Cellulosic ethanol made from corn fiber
An Iowa ethanol plant has produced the first gallons of “cellulosic” ethanol in the state and, perhaps, the world made from the fiber of corn kernels. Delayne Johnson, the CEO of Quad County Corn Processors in Galva, Iowa, says the new technology is inserted halfway through the process of making ethanol.
“It’s the most simplistic way to make cellulosic ethanol out of any of them out there because the product is already here and the transportation and logistics of any cellulosic component is usually the most difficult,” Johnson says.

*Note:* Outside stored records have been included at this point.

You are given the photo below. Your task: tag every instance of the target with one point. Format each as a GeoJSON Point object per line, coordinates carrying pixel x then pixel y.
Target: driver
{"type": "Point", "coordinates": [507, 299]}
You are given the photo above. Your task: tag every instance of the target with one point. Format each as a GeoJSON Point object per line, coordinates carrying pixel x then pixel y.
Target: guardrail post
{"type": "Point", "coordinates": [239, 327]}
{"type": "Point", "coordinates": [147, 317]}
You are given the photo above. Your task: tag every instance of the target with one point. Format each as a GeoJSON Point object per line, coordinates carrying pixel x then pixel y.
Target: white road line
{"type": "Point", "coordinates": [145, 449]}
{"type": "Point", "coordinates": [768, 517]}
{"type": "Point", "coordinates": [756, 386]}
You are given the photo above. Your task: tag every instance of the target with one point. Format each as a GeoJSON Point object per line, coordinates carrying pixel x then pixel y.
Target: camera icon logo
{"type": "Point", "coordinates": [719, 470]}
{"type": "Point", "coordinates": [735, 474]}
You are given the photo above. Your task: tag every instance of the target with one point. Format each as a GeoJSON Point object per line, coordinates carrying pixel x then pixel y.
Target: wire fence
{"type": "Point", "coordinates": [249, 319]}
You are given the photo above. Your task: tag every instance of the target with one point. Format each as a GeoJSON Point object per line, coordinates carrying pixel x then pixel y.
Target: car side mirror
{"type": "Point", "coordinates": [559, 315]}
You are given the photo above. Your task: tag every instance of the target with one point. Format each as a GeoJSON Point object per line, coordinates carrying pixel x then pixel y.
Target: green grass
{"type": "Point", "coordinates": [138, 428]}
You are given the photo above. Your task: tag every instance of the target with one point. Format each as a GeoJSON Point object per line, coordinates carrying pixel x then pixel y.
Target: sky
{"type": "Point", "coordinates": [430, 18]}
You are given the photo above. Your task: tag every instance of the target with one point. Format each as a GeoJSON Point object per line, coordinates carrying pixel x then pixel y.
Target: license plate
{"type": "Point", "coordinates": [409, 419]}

The first gallons of distilled cellulosic ethanol were produced on July 1st and Johnson expects the plant to make two million gallons of cellulosic ethanol a year.
“We’re hoping to license this technology to other plants be able to be more efficient at their facilities as well,” Johnson says. “If every plant that’s currently processing corn in the United States would adopt the technology, it would add one billion gallons of cellulosic ethanol to our fuel stream here in the United States without processing any more corn.”
Johnson says there’s triple the amount of corn oil from this new technology, plus the dried distillers grains contain less fiber and more protein, making it more attractive to livestock producers. The farmer-owned plant opened 14 years ago and began producing ethanol 12 years ago.